Sunday Times

She was tiny for her age and later struggled to walk

- TANYA FARBER

MARTHA Mabetshe adopted her brother’s child when the girl was nine months old.

The baby had survived being in her mother’s uterus with her mom being drunk all day, every day, and after her birth was given wine to drink instead of milk.

“I knew right from the beginning this child wasn’t right,” said Mabetshe, “and I remember one lady told me: ‘We gave that woman clothes and a blanket for the baby, but she just sold them for wine.’ ”

When the infant was a month old, her mother left her on the steps of a social services office. She was in state care until social workers tracked down Mabetshe, who adopted her.

“I tried to give her some food and milk, but she was always sick and vomited up what I gave her.”

Mabetshe spent many nights sleeping at the baby’s bedside at the Red Cross War Memorial Children’s Hospital in Cape Town over the next few months.

“I didn’t accept what the doctors were saying. I loved her so much. She was so tiny for her age, and later struggled to learn to walk. Her face was so small but I didn’t want to go back to the hospital to be told it was a permanent thing.”
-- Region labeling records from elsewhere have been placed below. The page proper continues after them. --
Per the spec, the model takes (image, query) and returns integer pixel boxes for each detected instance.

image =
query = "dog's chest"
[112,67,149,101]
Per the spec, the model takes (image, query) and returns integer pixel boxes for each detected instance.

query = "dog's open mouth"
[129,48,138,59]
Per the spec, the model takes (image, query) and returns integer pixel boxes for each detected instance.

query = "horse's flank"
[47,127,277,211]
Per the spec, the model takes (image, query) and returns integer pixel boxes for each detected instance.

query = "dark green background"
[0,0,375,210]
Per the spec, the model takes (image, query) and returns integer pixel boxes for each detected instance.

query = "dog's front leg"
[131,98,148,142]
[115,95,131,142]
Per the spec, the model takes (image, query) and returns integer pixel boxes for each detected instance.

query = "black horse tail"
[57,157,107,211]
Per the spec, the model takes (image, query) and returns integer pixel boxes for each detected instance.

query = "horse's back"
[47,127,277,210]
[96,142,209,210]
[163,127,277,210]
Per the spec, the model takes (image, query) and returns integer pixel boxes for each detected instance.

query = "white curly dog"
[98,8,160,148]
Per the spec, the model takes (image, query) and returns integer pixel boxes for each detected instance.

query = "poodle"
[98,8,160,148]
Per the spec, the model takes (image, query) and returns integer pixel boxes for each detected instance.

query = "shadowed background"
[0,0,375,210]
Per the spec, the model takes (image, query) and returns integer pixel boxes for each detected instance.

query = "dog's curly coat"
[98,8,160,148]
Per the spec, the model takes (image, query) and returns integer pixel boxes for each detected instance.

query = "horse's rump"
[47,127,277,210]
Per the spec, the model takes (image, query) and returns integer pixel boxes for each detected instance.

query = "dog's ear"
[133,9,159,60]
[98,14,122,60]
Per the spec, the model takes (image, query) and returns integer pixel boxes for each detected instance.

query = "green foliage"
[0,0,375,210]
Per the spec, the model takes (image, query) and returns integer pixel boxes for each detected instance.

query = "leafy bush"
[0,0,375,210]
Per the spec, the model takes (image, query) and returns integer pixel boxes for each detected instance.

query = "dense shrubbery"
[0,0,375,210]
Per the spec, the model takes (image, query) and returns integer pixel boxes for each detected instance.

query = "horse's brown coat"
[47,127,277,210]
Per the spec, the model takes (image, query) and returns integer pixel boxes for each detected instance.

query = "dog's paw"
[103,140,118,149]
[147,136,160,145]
From the age of two, the child would constantly thrust her body back and forth in a rocking motion, and violently flick her head from side to side at bedtime. That only stopped when she was seven.

“At primary school in Gugulethu, they kept pushing her up to the next grade. But at high school she couldn’t cope and dropped out and now she is 20 and sits at home,” said Mabetshe.

“It has been so hard, but I love her so much.”

Mabetshe’s name has been changed to protect the identity of her niece.